Siamo molto orgogliosi come Italia di aver approvato una legge, insieme ai rappresentanti del Parlamento, che dice che per ogni Euro investito in sicurezza, polizia, in cyber-technology e cyber-security, un Euro va investito in cultura, educazione, creazione di asili nido, di teatri, di luoghi dello spirito e dell’anima perché’ anche così si combatte la crisi del nostro tempo. E faremo del G7 un’occasione importante per riflettere sui valori identitari e culturali: dalla sfida del cibo inteso in un duplice senso come la lotta contro la povertà e le persone che muoiono di fame e dall’altro il valore della sicurezza alimentare e della consapevolezza sanitaria. Ma c’è contemporaneamente la convinzione che la sfida del Consiglio di Sicurezza, la sfida dell’Europa e la sfida del G7 hanno la stessa matrice, hanno lo stesso imprinting. Abbiamo il dovere come italiani di portare la nostra voce e il nostro contributo alle Nazioni Unite nella scelta e nella individuazione di valori antichi declinati in modo nuovo. La pietas di Enea diventa oggi l’occasione per costruire un mondo basato sulla speranza e non basato sul risentimento, l’odio, la rabbia. Il nostro popolo continua a lavorare con donne e uomini che servono gli ideali della pace; lo fanno le donne e gli uomini della diplomazia, della politica; lo fanno le donne e gli uomini che servono il nostro Paese attraverso un’uniforme in Afghanistan, in Somalia, proteggendo la diga di Mosul in un’area fondamentale per il futuro del nostro pianeta e contemporaneamente nell’area dei Balcani, in particolar modo in Serbia.

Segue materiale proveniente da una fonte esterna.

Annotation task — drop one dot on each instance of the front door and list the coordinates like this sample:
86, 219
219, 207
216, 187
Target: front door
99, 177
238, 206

Sono professionisti della sicurezza che hanno un elemento in più: l’umanità come elemento centrale. Queste donne e uomini che ci rendono fieri di appartenere alla storia italiana sanno che non veniamo da niente ma che veniamo da quella tradizione alla quale ho fatto riferimento e che trova nel Mar Mediterraneo l’espressione più alta. Il Mar Mediterraneo era il mare che i romani definivamo il ‘Mare Nostrum”. E’ il mare nel quale oggi centinaia e migliaia di persone cercano paradossalmente rifugio scappando dalla guerra, dalla fame, dalla povertà. Noi dovremmo farci carico sempre di più di quell’area del mondo.

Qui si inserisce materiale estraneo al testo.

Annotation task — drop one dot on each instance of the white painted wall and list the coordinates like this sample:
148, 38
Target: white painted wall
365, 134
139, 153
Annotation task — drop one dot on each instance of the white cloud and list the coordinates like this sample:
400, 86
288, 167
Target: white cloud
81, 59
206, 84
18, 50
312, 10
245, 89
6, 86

Rispetto all’intervento dello scorso anno, possiamo segnare dei passi in avanti in Libia, ma ancora troppo poco ha fatto la comunità internazionale, in particolar modo l’Europa, per fare del Mediterraneo il luogo nel quale ci giocheremo la sfida della dignità perché, se non rimettiamo al centro i valori di umanità e di pietas in quell’area geografica, in quel fazzoletto, in quello spicchio di mondo, non saremo nelle condizioni di essere fedeli alla nostra tradizione. Ecco perché l’Italia accetta la sfida che il Presidente degli Stati Uniti ha oggi posto a quest’Assemblea, dicendo che staremo sempre dalla parte della democrazia, della libertà, dei valori, degli ideali, con la concretezza che deriva da chi ha un grande sogno, un grande orizzonte ma anche contemporaneamente ha il desiderio profondo di fare della politica un’attività nobile e concreta, intervenendo senza lasciare ad altri la responsabilità e assumendosi in toto il senso profondo di una sfida che noi dalle nostre parti chiamiamo umanità.
Buon lavoro a tutti noi.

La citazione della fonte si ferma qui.